And I thought 2016 was bad?
January 4, 2017 11:57 AM   Subscribe

Will you answer another self-care question on avoiding political apathy?

Halp! I don't want to fall into apathy on the political issues facing us, but I don't want to end up with another stroke, either. I've taken many suggestions from Ask already about limiting Facebook clickbait and dramaz, filtering news, etc., which has helped.

Two years ago I had a stroke that affected my speech and language processing. I was so so so lucky that much of my capability has returned, but I can see, hear, and feel the loss, and it upsets me. It's worse under stress. I also develop Afib under stress, and that worsens the language issue. Those of you that posted scripts to work from in the Goodlatte amendment post, thank you! Extremely helpful, but even with a script, I find it hard to verbalize.

After yesterday's disgusting mess with the Goodlatte amendment, I'm just dreading future fights on other issues. I'm concerned I won't be able to participate in the process. As I commented in the the post live, many of the links to email or phone numbers weren't working, and finally when I did track down numbers, email couldn't be delivered or the lines were tied up. (which is a good thing!) I finally got through by phone within minutes of the news being posted that the amendment had been withdrawn. Several responses were satisfactory, although I found it stressful to initiate them, but a couple rude/dismissive ones had me extremely upset by the time I hung up.

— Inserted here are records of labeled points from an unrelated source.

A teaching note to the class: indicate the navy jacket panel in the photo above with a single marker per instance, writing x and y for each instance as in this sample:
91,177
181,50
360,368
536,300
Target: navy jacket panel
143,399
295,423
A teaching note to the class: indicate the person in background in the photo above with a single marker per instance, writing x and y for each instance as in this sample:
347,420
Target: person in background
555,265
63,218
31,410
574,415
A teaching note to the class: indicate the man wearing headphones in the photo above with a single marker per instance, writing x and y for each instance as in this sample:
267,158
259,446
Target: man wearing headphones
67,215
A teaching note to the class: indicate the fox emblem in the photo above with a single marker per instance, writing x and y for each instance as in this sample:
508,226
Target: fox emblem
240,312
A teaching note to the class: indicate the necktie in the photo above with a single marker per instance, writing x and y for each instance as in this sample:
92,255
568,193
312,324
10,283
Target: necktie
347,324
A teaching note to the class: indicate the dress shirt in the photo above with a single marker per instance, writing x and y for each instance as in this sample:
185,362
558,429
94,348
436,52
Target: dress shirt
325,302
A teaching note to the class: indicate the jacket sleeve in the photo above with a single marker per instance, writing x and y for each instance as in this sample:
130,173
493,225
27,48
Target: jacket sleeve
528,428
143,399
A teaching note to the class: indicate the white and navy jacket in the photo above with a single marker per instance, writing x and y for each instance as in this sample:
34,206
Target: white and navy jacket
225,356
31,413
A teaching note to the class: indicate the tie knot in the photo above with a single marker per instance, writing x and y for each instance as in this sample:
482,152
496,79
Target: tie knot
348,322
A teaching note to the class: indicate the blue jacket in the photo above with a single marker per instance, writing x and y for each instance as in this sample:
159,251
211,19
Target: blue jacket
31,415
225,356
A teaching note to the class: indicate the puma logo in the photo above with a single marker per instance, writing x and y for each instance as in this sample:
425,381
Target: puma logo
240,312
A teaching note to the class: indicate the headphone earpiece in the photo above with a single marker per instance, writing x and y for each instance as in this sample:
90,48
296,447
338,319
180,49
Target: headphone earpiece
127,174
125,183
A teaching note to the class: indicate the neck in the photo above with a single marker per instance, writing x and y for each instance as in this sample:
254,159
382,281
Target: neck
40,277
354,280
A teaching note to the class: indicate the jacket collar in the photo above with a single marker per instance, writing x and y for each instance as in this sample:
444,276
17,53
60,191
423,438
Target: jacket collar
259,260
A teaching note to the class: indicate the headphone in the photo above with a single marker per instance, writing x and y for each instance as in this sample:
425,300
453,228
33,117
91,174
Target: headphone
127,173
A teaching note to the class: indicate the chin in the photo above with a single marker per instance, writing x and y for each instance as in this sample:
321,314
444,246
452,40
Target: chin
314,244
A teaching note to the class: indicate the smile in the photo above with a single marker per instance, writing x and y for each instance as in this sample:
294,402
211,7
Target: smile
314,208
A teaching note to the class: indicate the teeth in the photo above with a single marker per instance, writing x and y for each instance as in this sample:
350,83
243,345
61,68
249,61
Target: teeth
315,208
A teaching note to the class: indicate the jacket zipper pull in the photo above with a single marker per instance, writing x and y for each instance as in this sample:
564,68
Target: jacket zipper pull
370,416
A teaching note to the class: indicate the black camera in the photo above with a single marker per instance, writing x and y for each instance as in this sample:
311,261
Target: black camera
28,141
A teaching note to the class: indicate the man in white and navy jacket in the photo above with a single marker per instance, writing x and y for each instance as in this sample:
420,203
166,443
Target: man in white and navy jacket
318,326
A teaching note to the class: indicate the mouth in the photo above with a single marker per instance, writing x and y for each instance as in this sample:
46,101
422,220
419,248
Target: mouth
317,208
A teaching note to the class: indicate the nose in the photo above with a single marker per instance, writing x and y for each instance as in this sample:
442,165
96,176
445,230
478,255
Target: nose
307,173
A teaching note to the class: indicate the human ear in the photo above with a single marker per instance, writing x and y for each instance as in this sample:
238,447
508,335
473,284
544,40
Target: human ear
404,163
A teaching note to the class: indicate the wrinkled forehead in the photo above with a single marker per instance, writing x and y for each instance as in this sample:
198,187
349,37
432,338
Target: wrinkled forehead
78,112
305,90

By the time I was done with calls, I was in Afib, shaking, angry, nearly in tears, and not able to focus on an important personal (also stressful) 'thing' that needed to be done yesterday. I can't do this again.

I know calls are the best way to respond, but at this point, I can't/won't do it. What I feel I can contribute is text messages to whoever would be best contact points on various issues. My google-fu is failing me--can anyone tell me if it's possible to access my Idaho representatives offices via text? What about federal offices? Having time to compose a statement at some remove would be much less stressful. I was just furious when I asked during one call if they received texts. I was told that they don't have time to answer texts, which is not what I asked, I asked if they had text reception available for my input. They hung up without answering yay or nay. Jerks.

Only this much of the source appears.